The prosecution urges that the instruction was proper upon the authority of People v. Gray (1972), 7 Ill. App. 3d 526, 288 N.E.2d 26. In that case, the defendant conceded that there was evidence of intoxication and the opinion speaks of “ample evidence” of that fact.

The testimony of Hess that he smelled alcohol on the breath of the defendant, standing alone, is not sufficient proof of intoxication. (People v. Clark (1970), 123 Ill. App. 2d 41, 259 N.E.2d 636; People v. Winfield (1973), 15 Ill. App. 3d 688, 304 N.E.2d 693.) Testimony concerning drinking, standing alone, cannot be equated with intoxication nor can the use of alcoholic liquor, standing alone, characterize a person as intoxicated. (Shore v. Turman (1965), 63 Ill. App. 2d 315, 210 N.E.2d 232; Kitten v. Stodden (1966), 76 Ill. App. 2d 177, 221 N.E.2d 511; People v. Williams (1972), 3 Ill. App. 3d 1036, 279 N.E.2d 735.) Proof of intoxication requires more than evidence that the defendant consumed some alcohol. (Weiner v. Trasatti (1974), 19 Ill. App. 3d 240, 311 N.E.2d 313.) An issue of intoxication must be proven by the evidence or by the testimony of witnesses. (Kitten, Williams.) Upon this record there is no evidence of intoxication for the consideration of the jury. People v. Chambers (1972), 8 Ill. App. 3d 430, 289 N.E.2d 476.
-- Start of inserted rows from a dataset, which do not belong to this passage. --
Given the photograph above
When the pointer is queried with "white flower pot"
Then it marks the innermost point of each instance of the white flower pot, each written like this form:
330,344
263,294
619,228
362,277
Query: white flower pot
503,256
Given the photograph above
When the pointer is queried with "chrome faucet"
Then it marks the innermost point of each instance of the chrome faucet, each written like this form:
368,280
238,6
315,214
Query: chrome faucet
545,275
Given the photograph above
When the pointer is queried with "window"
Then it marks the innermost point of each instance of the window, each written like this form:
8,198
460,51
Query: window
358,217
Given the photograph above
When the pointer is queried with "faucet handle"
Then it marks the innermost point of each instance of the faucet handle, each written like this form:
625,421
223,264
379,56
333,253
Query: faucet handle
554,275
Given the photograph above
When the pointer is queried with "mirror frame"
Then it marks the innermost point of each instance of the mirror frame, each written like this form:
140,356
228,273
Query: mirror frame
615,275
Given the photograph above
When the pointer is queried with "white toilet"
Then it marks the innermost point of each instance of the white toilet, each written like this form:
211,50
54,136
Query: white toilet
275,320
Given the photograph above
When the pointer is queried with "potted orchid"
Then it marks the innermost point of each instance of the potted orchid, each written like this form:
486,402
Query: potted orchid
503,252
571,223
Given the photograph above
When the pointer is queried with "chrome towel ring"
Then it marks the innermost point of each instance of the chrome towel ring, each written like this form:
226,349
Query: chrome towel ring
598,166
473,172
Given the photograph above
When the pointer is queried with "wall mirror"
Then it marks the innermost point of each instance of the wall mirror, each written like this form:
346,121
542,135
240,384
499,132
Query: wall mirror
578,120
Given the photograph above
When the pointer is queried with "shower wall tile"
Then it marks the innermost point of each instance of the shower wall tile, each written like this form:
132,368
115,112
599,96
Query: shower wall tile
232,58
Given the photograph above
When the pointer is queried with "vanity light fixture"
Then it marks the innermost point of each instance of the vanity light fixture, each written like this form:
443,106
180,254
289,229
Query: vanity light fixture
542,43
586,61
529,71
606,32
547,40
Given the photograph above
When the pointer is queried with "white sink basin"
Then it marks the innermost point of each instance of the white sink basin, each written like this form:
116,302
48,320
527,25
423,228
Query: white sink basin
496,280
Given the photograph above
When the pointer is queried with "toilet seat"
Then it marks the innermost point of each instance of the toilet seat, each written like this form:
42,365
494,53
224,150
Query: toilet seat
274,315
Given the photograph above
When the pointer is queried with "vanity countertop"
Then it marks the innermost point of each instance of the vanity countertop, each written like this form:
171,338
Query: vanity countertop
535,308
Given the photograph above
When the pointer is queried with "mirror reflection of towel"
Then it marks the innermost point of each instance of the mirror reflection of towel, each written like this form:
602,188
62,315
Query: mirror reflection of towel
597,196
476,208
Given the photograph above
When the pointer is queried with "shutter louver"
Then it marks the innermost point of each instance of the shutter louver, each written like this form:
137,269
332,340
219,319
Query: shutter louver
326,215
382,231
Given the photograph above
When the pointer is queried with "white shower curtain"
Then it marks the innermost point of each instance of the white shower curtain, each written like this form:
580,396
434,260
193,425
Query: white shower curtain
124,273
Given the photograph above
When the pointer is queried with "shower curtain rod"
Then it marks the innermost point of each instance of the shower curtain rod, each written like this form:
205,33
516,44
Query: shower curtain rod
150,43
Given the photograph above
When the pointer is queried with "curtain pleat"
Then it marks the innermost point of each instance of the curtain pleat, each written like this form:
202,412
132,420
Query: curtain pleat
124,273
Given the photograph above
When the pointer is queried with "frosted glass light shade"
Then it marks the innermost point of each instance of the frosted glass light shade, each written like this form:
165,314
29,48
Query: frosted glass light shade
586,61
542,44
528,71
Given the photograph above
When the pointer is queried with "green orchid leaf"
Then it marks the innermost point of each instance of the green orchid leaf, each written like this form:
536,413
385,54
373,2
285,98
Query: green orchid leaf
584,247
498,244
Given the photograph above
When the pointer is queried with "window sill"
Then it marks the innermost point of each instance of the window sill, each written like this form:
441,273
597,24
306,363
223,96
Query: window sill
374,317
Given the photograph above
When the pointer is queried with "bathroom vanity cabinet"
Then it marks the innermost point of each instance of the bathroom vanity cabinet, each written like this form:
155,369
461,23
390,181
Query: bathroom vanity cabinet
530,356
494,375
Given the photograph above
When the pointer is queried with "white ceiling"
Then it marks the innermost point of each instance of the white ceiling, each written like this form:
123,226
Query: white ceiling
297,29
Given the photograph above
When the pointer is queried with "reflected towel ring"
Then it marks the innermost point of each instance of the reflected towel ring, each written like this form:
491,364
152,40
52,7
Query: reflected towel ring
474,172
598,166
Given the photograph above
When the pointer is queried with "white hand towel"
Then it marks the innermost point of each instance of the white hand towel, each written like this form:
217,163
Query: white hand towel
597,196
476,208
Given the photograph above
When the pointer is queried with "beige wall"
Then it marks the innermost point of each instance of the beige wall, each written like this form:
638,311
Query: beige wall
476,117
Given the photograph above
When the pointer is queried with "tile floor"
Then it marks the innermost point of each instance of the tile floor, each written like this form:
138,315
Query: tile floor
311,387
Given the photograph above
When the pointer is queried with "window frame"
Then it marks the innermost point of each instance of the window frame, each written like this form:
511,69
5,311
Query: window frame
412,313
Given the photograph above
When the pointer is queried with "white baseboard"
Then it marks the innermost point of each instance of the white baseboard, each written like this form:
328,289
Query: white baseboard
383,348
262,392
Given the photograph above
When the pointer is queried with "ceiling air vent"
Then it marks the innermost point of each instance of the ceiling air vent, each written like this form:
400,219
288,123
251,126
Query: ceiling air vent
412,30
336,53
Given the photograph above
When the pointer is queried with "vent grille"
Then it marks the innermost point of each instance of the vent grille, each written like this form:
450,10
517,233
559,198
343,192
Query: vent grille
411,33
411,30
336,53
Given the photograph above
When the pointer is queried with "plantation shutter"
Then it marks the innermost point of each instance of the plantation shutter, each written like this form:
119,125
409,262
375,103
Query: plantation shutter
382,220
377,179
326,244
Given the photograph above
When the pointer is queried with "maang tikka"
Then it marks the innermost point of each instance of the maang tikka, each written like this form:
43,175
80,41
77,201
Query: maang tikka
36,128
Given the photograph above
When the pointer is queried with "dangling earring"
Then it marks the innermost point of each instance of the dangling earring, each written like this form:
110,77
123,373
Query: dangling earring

It is error to submit an instruction to the jury where there is no evidence to support the giving of the instruction. In People v. Banks (1962), 26 Ill. 2d 259, 262, 186 N.E.2d 338, 340, the court said:

“It is the danger that the jury may be misled into believing that in the opinion of the court the evidence would support a finding that the facts exist upon which the proposition of law is based.”

(See also People v. Clark (1975), 32 Ill. App. 3d 926, 337 N.E.2d 291; People v. Kurzydlo (1974), 23 Ill. App. 3d 791, 320 N.E.2d 80.) The instruction is particularly prejudicial in the context of the evidence where there is no eyewitness testimony as to defendant’s manner of driving and we hold the giving of the instruction to be reversible error.

The judgment of the trial court is reversed and the cause is remanded for further proceedings not inconsistent with the views expressed.

Reversed and remanded.

CRAVEN, P. J., and GREEN, J., concur.